When governments decide to balance their budgets by cutting services to the very young and to the elderly, or by cutting medical care and pension benefits, they are doing more than just saving some money for the current fiscal year and trying to reign in social spending so that they can continue to cut taxes for the rich and increase military spending. They are also bringing about the premature deaths of thousands of people they judge to be a socially useless surplus population unable to produce surplus value for the capitalist economic system. Their deaths are the real savings, as the dead no longer need any services or medical care at all.
I’m not making this up. Science Daily reported that the British Medical Journal has concluded, “Radical cuts to social welfare spending could cause not just economic pain but cost lives.” The BMJ article describes the effect of spending cuts in Europe, but it is not too wild to speculate that here in the U.S., where our social safety net has many more and bigger holes in it than in Europe, budget cuts to social and medical services will have even worse consequences for people.
David Stuckler of Oxford University and his team have shown a relation, revealing that the amounts of social spending by governments are “strongly associated” with people’s risk of death from heart disease and illnesses linked to alcohol and other like conditions, which Science Daily calls “diseases relating to social circumstances.”
The study showed that this association shows up even with health care budgets that have been protected.
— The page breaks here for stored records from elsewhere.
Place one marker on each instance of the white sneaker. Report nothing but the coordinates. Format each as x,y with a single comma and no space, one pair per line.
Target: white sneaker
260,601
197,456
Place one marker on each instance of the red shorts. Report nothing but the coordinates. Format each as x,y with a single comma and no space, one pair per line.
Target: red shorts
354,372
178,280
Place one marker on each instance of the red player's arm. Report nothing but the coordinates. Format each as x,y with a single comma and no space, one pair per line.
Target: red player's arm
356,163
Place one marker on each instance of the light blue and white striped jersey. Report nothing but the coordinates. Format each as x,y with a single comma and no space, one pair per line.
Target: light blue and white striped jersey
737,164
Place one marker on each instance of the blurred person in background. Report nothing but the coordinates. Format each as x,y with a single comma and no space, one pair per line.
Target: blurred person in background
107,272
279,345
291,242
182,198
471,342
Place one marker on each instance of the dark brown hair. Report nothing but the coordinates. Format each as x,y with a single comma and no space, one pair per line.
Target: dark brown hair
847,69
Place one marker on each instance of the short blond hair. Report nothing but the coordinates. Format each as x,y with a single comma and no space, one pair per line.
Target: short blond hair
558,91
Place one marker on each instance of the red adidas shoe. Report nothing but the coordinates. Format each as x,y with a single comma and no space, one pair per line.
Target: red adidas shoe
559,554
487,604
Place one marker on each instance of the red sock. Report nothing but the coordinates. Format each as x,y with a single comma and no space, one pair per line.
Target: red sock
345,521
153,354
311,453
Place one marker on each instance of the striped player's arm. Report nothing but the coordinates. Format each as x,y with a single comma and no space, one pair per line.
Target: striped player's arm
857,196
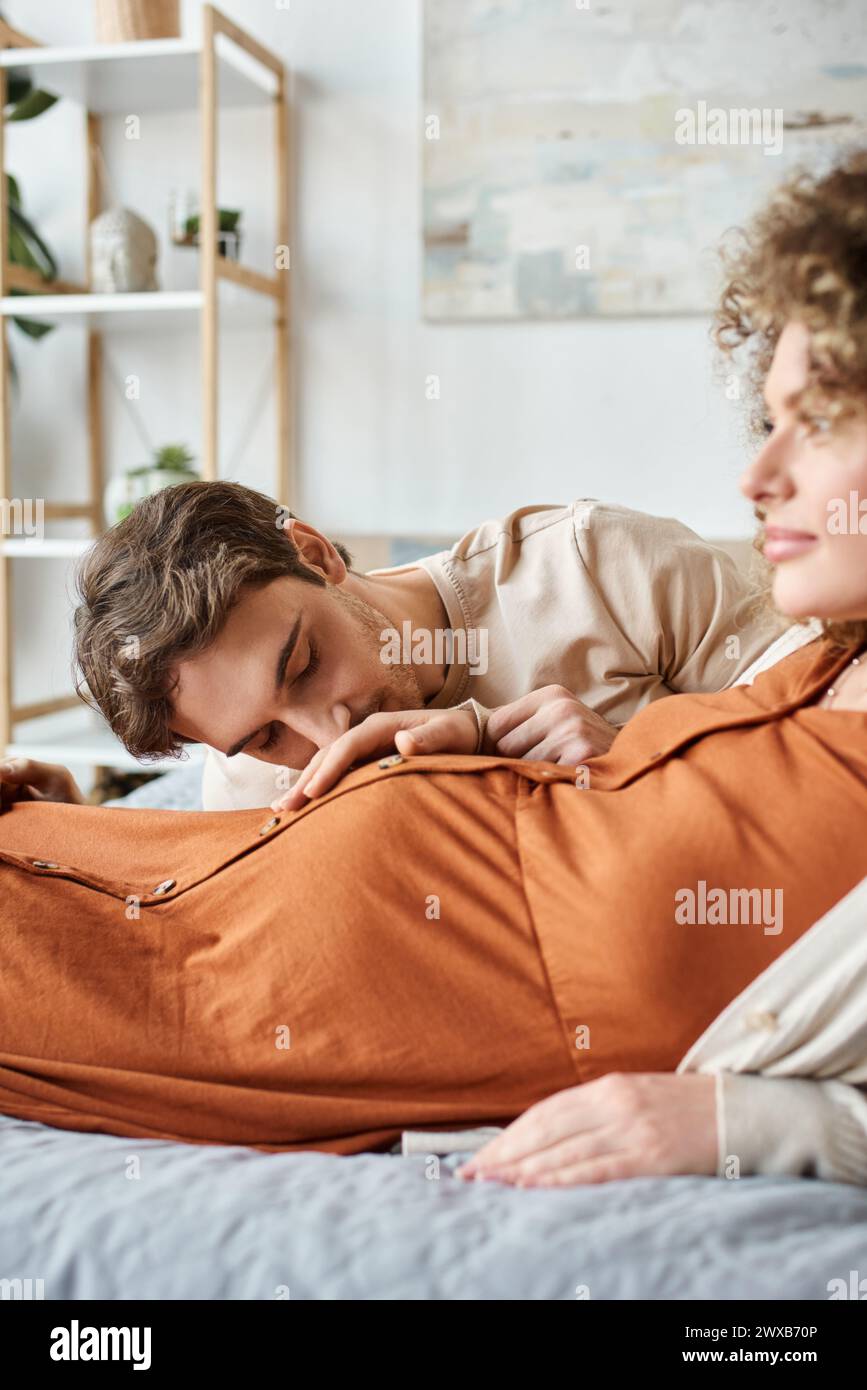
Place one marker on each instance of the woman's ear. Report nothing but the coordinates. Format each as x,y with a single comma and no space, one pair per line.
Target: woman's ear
314,549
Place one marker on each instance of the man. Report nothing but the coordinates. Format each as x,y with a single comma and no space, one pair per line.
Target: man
211,615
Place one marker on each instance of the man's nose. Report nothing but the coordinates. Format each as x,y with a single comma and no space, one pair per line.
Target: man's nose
321,723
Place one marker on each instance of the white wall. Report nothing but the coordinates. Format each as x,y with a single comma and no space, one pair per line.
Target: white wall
528,412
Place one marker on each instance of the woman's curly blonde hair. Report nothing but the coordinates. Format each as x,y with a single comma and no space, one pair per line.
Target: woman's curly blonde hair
805,257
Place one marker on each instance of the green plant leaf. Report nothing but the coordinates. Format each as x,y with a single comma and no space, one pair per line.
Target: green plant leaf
172,456
45,262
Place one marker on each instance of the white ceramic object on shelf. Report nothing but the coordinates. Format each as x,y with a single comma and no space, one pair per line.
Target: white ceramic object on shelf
122,253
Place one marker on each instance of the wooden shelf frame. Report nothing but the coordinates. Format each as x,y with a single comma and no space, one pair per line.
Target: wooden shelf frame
213,270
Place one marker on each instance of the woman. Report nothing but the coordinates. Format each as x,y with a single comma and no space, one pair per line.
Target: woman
452,940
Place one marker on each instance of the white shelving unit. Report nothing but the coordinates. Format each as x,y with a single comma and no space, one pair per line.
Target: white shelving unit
227,68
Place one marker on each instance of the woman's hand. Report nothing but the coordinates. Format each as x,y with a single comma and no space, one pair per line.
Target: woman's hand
621,1125
410,731
21,779
549,724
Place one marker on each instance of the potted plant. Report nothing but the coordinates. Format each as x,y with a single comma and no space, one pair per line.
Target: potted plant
170,464
228,232
25,245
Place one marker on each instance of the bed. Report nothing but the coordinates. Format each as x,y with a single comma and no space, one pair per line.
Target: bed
192,1222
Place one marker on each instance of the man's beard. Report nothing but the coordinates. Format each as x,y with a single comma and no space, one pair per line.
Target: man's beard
400,685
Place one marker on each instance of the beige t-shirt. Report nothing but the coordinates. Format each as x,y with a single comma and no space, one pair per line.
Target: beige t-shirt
618,606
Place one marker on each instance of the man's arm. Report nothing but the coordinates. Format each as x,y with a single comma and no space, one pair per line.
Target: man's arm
792,1125
681,605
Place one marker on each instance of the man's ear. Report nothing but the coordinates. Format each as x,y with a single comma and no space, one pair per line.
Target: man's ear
314,549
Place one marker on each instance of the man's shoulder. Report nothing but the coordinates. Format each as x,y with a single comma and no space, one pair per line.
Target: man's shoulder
575,523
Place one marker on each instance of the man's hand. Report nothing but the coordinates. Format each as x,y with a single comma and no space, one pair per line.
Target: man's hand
410,731
549,724
621,1125
21,779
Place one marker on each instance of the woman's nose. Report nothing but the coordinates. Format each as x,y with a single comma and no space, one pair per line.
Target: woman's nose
767,476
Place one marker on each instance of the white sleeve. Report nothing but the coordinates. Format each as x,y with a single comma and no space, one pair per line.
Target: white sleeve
242,783
801,1126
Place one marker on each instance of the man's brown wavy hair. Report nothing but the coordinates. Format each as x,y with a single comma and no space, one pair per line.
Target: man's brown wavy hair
805,257
157,590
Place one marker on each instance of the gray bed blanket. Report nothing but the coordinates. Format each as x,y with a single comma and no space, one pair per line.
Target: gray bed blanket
97,1216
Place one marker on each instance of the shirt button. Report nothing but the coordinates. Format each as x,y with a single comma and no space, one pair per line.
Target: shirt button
762,1022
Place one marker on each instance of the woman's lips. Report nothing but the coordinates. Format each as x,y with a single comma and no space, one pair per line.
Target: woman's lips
781,544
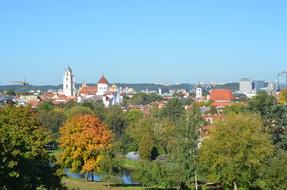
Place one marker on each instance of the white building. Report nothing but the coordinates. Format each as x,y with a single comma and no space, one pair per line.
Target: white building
245,86
69,88
103,86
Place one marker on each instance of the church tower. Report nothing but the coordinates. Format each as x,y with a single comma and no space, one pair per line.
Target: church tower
69,88
103,86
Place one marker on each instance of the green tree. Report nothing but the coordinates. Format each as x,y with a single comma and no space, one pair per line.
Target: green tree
147,151
25,164
235,152
184,149
115,120
83,138
110,164
275,175
52,120
77,110
274,117
173,110
283,97
236,108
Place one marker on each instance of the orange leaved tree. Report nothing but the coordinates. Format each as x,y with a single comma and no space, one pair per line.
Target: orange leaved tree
83,138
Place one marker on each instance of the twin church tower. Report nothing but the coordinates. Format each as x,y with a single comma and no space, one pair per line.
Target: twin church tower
69,84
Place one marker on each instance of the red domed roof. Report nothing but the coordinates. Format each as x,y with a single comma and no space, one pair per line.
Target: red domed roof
103,80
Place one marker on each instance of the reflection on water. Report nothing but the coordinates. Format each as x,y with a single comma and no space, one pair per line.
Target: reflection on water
124,178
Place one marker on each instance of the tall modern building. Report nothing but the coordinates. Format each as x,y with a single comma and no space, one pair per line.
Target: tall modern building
69,88
246,86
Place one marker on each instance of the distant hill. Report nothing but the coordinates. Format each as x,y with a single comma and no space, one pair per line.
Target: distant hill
136,86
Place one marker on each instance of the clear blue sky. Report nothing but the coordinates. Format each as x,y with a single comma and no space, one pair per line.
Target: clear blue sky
167,41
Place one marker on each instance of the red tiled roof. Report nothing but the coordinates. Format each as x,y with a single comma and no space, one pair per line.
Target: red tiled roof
89,90
103,80
221,104
221,95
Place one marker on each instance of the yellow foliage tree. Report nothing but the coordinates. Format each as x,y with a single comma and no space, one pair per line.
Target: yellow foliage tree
83,138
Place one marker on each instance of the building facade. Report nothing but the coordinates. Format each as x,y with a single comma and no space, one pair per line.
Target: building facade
69,88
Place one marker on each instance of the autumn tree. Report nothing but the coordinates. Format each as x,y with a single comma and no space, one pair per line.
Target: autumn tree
83,138
25,164
183,151
235,152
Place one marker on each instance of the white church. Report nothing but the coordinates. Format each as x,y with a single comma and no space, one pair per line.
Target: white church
103,91
69,86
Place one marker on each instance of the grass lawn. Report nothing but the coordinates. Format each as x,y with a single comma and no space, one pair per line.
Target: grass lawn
76,184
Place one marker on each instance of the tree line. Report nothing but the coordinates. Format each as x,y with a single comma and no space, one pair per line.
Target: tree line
245,150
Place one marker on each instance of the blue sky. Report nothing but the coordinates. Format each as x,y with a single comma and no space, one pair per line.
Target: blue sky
135,41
The science magazine reports that, according to Stuckler, “social welfare spending is as important, if not more so [than health budgets], for population health.” It is not hard to figure out what will happen to the poor and elderly if, in the U.S., the big cuts to Medicare go through, along with reductions in social programs.
The Oxford group went over data, which included social programs aimed at families with children, job programs for the unemployed and help for the disabled, from 15 countries collected by the Organization for Economic Cooperation and Development.
We should not be surprised by their findings, namely “that when social spending was high, mortality rates fell, but when they were low, mortality rates rose substantially.” They also found out that there were two areas where the state could cut spending without killing off the poor and elderly – areas with no “negative impact on the public’s health.” Those areas were the military and the prisons. But these are the very areas where they want to increase spending, for which cuts in public welfare have to be made.
The study concludes, “This report reveals that ordinary people may be paying the ultimate price for budget cuts – potentially costing them their lives.”
You can be sure that what applies to the Europeans also applies to us, in spades.